Crítica não justifica linchamento público, diz sindicalista dos juízes

Manuela Paupério admite não se rever na argumentação adultério feminino usada por colega, mas diz que independência dos magistrados não pode ser posta em causa.

Foto
Enric Vives-Rubio

A Associação Sindical dos Juízes Portugueses vai "acompanhar de muito perto" o inquérito instaurado pelo Conselho Superior da Magistratura ao juiz relator Neto de Moura, do Tribunal da Relação do Porto, pelas considerações proferidas num acórdão sobre violência doméstica.

Em Braga, à margem de uma conferência na Universidade do Minho, a presidente da Associação Sindical dos Juízes Portugueses, Manuela Paupério, salientou que "tem que haver muita ponderação" na análise do caso em apreço sob pena de se “pôr em causa a independência dos juízes".
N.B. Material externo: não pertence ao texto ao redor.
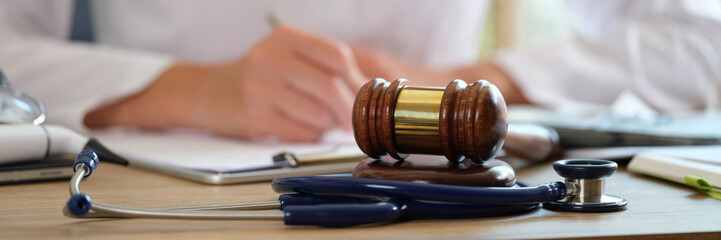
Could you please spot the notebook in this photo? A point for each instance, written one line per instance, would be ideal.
(677, 163)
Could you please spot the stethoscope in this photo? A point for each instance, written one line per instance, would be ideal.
(18, 107)
(342, 201)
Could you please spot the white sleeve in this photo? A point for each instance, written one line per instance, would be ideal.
(666, 52)
(70, 79)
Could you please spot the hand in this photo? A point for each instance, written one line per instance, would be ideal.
(293, 85)
(375, 64)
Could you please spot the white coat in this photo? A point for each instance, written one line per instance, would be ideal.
(667, 52)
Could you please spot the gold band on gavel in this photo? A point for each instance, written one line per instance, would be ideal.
(461, 120)
(416, 120)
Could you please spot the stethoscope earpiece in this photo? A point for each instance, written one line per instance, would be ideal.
(585, 183)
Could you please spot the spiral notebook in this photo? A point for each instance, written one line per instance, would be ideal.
(676, 163)
(210, 159)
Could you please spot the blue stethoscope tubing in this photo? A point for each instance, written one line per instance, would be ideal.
(420, 191)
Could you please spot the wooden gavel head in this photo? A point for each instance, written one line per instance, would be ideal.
(460, 120)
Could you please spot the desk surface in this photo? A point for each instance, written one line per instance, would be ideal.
(657, 209)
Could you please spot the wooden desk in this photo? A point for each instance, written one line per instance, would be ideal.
(656, 210)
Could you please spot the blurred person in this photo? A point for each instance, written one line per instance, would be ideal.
(220, 66)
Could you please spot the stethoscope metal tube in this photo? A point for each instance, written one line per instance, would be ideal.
(332, 201)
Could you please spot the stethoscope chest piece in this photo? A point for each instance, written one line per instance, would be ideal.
(585, 182)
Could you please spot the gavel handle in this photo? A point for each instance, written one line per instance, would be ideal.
(532, 142)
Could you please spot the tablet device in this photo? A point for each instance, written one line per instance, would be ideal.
(53, 168)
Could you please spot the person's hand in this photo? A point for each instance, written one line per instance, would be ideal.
(375, 64)
(293, 85)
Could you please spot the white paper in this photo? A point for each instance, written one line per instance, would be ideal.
(203, 151)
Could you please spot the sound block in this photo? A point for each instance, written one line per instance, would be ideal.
(438, 170)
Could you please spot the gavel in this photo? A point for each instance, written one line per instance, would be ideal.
(459, 121)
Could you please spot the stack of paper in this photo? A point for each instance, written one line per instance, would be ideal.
(202, 151)
(676, 163)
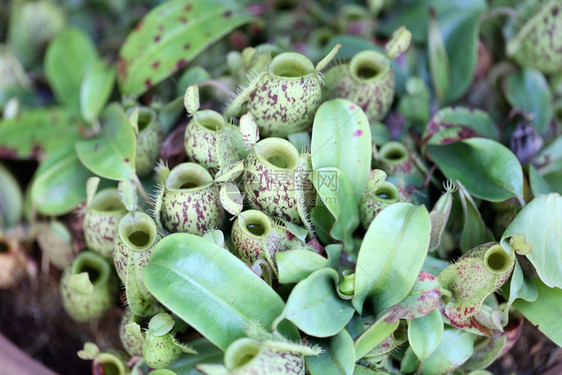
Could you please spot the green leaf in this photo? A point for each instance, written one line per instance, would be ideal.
(37, 131)
(541, 223)
(459, 24)
(538, 183)
(454, 124)
(487, 169)
(336, 193)
(391, 255)
(422, 299)
(455, 348)
(60, 185)
(11, 199)
(528, 90)
(112, 154)
(209, 288)
(337, 357)
(206, 353)
(341, 138)
(314, 306)
(425, 333)
(373, 336)
(95, 89)
(474, 231)
(297, 265)
(170, 36)
(545, 312)
(67, 60)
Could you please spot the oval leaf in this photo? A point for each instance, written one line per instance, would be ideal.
(541, 223)
(112, 154)
(60, 187)
(423, 297)
(425, 333)
(453, 124)
(170, 36)
(391, 255)
(314, 306)
(341, 138)
(67, 59)
(95, 89)
(37, 131)
(487, 169)
(209, 288)
(337, 357)
(528, 90)
(455, 348)
(296, 265)
(336, 192)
O Conselho Superior da Magistratura anunciou quarta-feira a instauração de um inquérito ao juiz que num acórdão sobre um caso de violência doméstica invoca a bíblia, o Código Penal de 1886 e até civilizações que punem o adultério com pena de morte para justificar as agressões cometidas contra uma mulher por parte do marido e também do amante, condenados a pena suspensa na primeira instância.

"O Conselho Superior da Magistratura já disse que ia abrir um inquérito disciplinar, é o órgão competente para aferir a existência de eventual responsabilidade disciplinar. A Associação Sindical dos Juízes Portugueses vai acompanhar de muito perto o desenrolar deste inquérito", declarou Manuel Paupério. A magistrada sublinhou que "tem de haver muita ponderação", porque "um órgão de natureza administrativa não pode colocar em causa decisões judiciais ou os seus fundamentos", sob pena de “estar a pôr-se em causa a independência dos juízes".

Segundo Manuela Paupério, "o que compete aferir é se o juiz, ao proferir aquela decisão, viola algum dos seus deveres estatutários".

"Vamos aguardar com serenidade os desenvolvimentos posteriores deste caso que está a tomar proporções inauditas, a justiça precisa de serenidade", apontou. Questionada sobre se como mulher concorda com o discurso usado no acórdão em causa, Manuel Paupério afirmou que não. "Como cidadã, não me revejo naquele tipo de argumentário. As considerações ficam com o senhor juiz", respondeu. No entanto, acrescentou, "a crítica a uma decisão, por mais justa que possa ser, não justifica o recurso ao insulto e ao linchamento público".

"O adultério da mulher é uma conduta que a sociedade sempre condenou e condena fortemente (e são as mulheres honestas as primeiras a estigmatizar as adúlteras) e por isso vê com alguma compreensão a violência exercida pelo homem traído, vexado e humilhado pela mulher", lê-se na decisão daquele tribunal superior, também assinada pela desembargadora Maria Luísa Abrantes.